Objective
The objective of the Nomination Committee (“NC”) of Astral Asia Berhad (“AAB”) is to establish a policy from which the NC shall make its recommendation to the Board of Directors (“Board”) on the nomination of new Directors to the Board. The actual decision as to who shall be nominated is the responsibility of the Board as a whole after considering the recommendation of the NC.
Composition
The Committee must consist of not fewer than three (3) members all of whom must be Non-Executive Directors and majority Independent Directors.
When the membership of the Committee for any reason is below three (3), the Board shall within six (6) months of the event, appoint such number of new members.
Chairman
The members of the Committee shall elect a Chairman from amongst themselves who is an Independent Director. In the absence of the Chairman, the other members of the Committee shall amongst themselves elect a Chairman who must be an Independent Director.
Authority
The NC is authorised by the Board to have full, free and unrestricted access to the relevant records of the Company. The NC is authorised by the Board to seek any information it requires from any employee of the Company in order to perform its duties. The NC is also authorised by the Board to obtain, at the Company’s expense, outside legal or other professional and/or independent advice on any matters within its terms of reference. The NC makes no decision on behalf of the Board but makes recommendations to the Board.
Duties & Responsibilities
The duties and responsibilities of the NC are as follows:
- To annually review and recommend to the Board the required mix of skills, experience and other qualities, including core competencies which Non-Executive Directors shall bring to the Board to ensure that they are in line with AAB’s and the Group’s requirements.
- To consider and recommend to the Board the selection criteria for new appointment as Directors of AAB and the Group which may include:
i. Required skills, knowledge, expertise and experience;
ii. Ability to work cohesively with other members of the Board;
iii. Specialist knowledge or technical skills in line with the Group’s strategy;
iv. Diversity in age, gender and experience/background; and
v. Number of directorships in companies outside the Group. - To consider and recommend suitable persons for appointment as Directors of AAB, its Group and members of the Board Committees.
- To consider the need to appoint a Senior Independent Non-Executive Director, and if deemed appropriate, recommend to the Board for approval. In considering the candidate for the position of a Senior Independent Non-Executive Director, the NC shall assess the required knowledge and other qualities necessary for the effective discharge of his/her responsibilities.

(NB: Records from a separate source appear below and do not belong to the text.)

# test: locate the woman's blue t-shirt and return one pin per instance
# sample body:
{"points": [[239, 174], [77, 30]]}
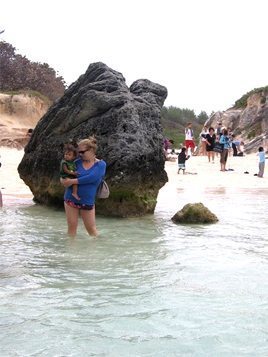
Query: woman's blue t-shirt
{"points": [[88, 182]]}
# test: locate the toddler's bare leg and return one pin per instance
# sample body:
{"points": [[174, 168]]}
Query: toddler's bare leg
{"points": [[75, 188]]}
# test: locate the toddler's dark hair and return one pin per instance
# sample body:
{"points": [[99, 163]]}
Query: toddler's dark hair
{"points": [[70, 148]]}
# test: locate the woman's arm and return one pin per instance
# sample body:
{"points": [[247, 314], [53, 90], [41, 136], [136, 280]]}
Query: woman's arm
{"points": [[68, 182]]}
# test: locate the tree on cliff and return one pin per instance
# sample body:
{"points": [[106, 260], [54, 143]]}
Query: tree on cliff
{"points": [[19, 73]]}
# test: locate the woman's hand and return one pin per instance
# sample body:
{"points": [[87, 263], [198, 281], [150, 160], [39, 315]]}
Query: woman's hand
{"points": [[67, 182]]}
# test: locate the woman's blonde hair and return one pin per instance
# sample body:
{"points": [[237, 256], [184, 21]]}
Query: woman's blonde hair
{"points": [[89, 143]]}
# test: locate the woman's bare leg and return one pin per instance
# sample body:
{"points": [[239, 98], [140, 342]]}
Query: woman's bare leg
{"points": [[89, 221], [72, 215]]}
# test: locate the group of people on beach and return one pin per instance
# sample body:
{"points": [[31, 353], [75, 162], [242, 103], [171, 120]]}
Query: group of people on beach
{"points": [[213, 142]]}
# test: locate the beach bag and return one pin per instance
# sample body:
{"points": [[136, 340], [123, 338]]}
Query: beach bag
{"points": [[218, 147], [103, 190]]}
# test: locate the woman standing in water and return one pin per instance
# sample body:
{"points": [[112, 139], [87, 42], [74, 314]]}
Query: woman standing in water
{"points": [[225, 141], [90, 171]]}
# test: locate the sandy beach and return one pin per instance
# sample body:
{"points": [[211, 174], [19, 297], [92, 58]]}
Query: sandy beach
{"points": [[201, 175]]}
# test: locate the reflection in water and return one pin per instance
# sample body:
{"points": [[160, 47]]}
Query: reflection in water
{"points": [[145, 287]]}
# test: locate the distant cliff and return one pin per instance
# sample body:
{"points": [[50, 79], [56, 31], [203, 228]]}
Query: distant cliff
{"points": [[18, 113], [248, 119]]}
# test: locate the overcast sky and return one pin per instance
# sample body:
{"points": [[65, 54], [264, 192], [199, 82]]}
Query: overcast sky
{"points": [[208, 53]]}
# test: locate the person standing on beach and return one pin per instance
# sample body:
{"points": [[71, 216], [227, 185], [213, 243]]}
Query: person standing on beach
{"points": [[1, 201], [182, 157], [225, 141], [261, 155], [91, 172], [203, 141], [189, 138], [210, 141]]}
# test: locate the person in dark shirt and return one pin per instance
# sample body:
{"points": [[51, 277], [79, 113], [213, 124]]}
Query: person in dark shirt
{"points": [[181, 160], [210, 140]]}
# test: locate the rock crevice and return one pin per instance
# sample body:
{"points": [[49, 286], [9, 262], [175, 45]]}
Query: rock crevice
{"points": [[126, 123]]}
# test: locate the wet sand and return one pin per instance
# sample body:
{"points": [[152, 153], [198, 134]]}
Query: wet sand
{"points": [[200, 175]]}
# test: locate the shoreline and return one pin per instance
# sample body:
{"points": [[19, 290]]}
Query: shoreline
{"points": [[200, 176]]}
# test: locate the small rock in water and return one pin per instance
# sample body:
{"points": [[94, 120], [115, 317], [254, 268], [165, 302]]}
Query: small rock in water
{"points": [[194, 213]]}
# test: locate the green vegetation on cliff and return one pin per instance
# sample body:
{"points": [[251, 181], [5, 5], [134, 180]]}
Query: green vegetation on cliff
{"points": [[19, 73]]}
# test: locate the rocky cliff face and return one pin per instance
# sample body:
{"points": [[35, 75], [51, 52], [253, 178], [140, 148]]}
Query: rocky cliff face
{"points": [[18, 113], [126, 122], [250, 124]]}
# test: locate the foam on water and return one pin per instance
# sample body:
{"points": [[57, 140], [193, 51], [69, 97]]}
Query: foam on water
{"points": [[145, 287]]}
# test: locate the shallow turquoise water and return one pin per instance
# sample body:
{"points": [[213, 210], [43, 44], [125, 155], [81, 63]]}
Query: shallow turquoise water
{"points": [[146, 287]]}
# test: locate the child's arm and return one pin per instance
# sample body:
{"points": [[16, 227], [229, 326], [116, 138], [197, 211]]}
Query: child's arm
{"points": [[67, 171]]}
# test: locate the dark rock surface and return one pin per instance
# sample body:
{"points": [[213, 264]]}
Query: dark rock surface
{"points": [[194, 213], [126, 123]]}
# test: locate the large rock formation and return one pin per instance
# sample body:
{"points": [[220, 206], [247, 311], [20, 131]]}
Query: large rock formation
{"points": [[126, 122], [18, 113], [250, 123]]}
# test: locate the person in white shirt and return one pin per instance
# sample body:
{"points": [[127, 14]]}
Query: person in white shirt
{"points": [[189, 138]]}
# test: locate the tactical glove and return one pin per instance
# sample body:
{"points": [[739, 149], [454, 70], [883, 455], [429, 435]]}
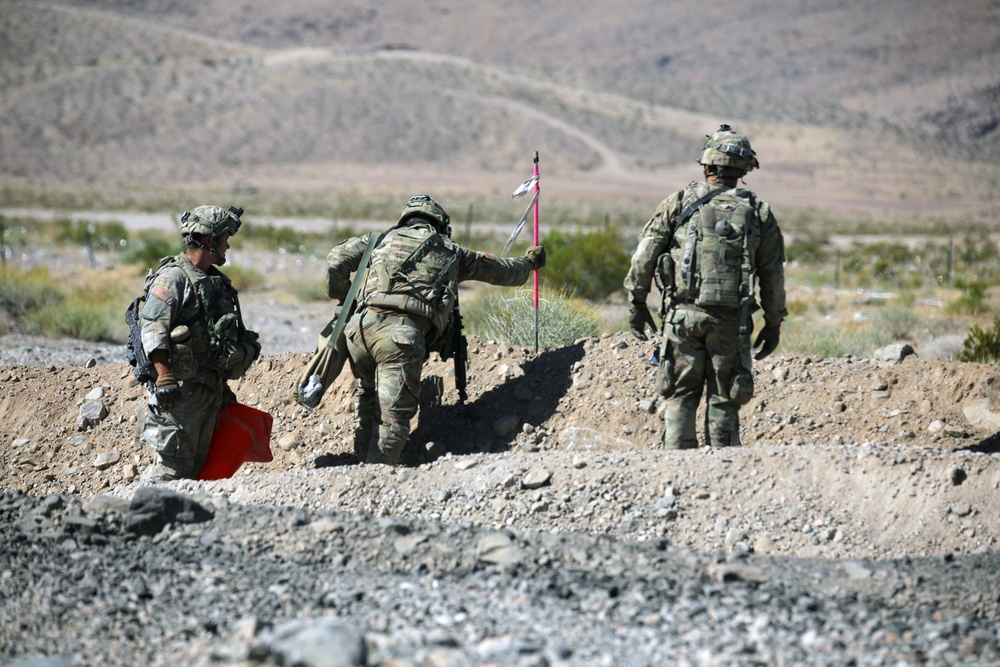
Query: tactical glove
{"points": [[767, 341], [226, 323], [168, 392], [639, 318], [536, 254]]}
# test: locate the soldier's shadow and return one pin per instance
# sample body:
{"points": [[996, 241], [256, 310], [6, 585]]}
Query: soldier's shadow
{"points": [[491, 421]]}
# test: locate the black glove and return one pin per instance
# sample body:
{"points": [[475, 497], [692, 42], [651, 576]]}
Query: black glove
{"points": [[767, 341], [536, 254], [168, 392], [639, 318]]}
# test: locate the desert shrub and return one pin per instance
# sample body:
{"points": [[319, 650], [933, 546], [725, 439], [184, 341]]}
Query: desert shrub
{"points": [[85, 321], [23, 292], [797, 308], [896, 322], [972, 300], [283, 238], [509, 317], [821, 339], [982, 345], [591, 264]]}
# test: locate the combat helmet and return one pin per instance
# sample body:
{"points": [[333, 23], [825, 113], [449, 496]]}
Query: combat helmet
{"points": [[728, 148], [212, 220], [422, 206]]}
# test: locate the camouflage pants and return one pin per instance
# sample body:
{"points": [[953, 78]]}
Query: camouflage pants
{"points": [[704, 352], [181, 437], [387, 354]]}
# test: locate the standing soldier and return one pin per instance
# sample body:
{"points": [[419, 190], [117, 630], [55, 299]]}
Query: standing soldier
{"points": [[405, 312], [193, 333], [709, 247]]}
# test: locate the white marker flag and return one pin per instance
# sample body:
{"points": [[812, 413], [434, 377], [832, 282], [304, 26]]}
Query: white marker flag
{"points": [[524, 188], [520, 224]]}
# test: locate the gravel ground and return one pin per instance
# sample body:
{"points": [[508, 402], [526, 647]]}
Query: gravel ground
{"points": [[556, 545], [174, 577]]}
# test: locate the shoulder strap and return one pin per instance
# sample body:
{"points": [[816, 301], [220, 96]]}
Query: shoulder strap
{"points": [[347, 307], [690, 209]]}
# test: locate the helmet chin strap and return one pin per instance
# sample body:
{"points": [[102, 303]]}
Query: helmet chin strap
{"points": [[211, 250]]}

- To consider and recommend to the Board the appropriate size of the Board and ensure that every Director, including the Executive Directors, shall be subject to retirement at least once every three (3) years. A retiring Director shall be eligible for re-election.

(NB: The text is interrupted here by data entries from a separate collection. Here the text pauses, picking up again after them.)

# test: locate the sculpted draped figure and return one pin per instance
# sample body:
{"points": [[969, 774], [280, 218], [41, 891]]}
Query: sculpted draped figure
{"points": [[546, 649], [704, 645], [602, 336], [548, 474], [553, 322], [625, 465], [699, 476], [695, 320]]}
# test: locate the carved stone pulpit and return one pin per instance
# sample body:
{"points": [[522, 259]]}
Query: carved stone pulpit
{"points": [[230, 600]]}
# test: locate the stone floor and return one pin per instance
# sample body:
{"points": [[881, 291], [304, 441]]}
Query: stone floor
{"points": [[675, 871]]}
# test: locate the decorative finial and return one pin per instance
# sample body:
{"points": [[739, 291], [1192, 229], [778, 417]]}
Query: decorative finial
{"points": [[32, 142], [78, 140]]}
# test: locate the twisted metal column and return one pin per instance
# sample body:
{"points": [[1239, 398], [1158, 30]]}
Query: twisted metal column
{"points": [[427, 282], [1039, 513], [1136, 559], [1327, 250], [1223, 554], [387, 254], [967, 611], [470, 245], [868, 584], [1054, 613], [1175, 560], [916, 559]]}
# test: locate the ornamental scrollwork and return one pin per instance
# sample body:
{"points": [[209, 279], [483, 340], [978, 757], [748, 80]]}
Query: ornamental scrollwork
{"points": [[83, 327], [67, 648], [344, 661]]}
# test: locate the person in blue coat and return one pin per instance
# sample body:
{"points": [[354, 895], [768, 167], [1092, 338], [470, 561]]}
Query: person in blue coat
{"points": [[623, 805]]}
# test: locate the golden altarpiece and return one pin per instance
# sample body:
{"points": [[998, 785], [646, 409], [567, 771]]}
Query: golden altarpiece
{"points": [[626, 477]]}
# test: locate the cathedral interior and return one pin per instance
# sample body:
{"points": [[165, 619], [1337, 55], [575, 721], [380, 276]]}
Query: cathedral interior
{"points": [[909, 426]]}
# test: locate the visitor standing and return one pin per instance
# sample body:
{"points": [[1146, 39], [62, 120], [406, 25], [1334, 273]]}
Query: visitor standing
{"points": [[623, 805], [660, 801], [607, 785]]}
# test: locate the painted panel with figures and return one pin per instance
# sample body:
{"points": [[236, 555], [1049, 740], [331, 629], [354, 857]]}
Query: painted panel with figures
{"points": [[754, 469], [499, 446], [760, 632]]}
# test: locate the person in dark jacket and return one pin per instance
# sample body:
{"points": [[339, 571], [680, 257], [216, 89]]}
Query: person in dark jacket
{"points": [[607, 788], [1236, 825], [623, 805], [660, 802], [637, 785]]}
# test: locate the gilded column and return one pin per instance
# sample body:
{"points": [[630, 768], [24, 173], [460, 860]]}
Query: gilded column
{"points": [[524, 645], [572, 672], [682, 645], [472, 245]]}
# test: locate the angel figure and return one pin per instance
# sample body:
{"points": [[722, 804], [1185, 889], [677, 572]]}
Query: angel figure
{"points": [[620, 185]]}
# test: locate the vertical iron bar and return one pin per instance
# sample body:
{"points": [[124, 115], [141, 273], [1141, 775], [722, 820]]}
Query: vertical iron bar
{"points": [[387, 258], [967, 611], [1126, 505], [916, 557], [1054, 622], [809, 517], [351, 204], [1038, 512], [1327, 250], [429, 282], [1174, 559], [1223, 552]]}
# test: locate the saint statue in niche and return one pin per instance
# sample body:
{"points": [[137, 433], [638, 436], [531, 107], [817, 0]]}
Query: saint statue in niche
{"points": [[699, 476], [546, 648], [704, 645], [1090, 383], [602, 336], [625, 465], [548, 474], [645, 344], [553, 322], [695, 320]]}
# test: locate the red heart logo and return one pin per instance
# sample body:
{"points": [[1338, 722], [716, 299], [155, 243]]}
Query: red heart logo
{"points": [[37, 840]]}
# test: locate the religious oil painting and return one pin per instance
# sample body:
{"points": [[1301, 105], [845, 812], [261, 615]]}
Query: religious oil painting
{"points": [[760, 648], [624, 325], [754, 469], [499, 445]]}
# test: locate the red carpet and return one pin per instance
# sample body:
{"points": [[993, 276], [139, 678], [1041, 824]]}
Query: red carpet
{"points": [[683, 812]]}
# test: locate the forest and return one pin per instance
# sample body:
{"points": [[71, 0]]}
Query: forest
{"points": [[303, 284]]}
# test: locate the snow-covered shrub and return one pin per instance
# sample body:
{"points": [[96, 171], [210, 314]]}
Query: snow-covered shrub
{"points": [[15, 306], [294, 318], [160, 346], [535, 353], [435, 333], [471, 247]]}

- To consider and recommend any policy regarding the period of service of Non-Executive Directors, and the term of office of Board Committee members, including Chairman of Board Committees.
- To recommend suitable orientation and training programmes to continuously train and equip the new and existing Directors, and ensure a statement is made by the Board in the Annual Report of AAB, containing a brief description on the type of training attended by Directors during the financial year.
- To assist the Board in establishing procedures and processes towards an annual assessment of the effectiveness of the Board as a whole and each Board Committee, as well as the contribution of each individual Director of AAB Results of evaluation shall be documented.
- To annually assess the effectiveness and performance of the Executive Directors of the Company.
- To annually assess the independence of the Independent Directors of the Company, and to disclose in the Annual Report that such assessment has been conducted and in any notice convening a general meeting for the appointment of independent directors.
- To ensure that appropriate actions are taken based on the results of the annual assessments, to continuously enhance the Board’s overall performance.
- To reviews the term of office, and terms of reference of all Board Committees, assisted by the Company Secretaries.
Meetings
- The Committee shall meet at least once a year. The quorum for a meeting of the Committee shall be two (2) members.
- The Secretaries to the Committee shall be the Company Secretaries of the Company or any other person appointed by the Committee. The Secretaries shall be responsible for the coordination of administrative details including calling the meetings, voting and keeping of minutes;
- The procedure of the meting are as follows:-
- The members may regulate their meetings as they think fit.
- Every notice convening meeting shall specify the day, hour and agenda of the meeting and shall be given to all members at least one (1) day before the meeting.
- Any question arising at any meeting shall be decided by a majority of votes and a determination by a majority of members. In the case of an equality of votes the Chairman shall not have any casting vote including but not limited to the case where the quorum is made up of only two (2) members.
- The minutes of the meetings shall be kept at the registered office of the Company; and
- The Committee shall report on each meeting to the Board.
Review of The Terms of Reference
The Terms of Reference shall be reviewed and may be amended by the NC as and when it deems appropriate and shall be presented to the Board for approval.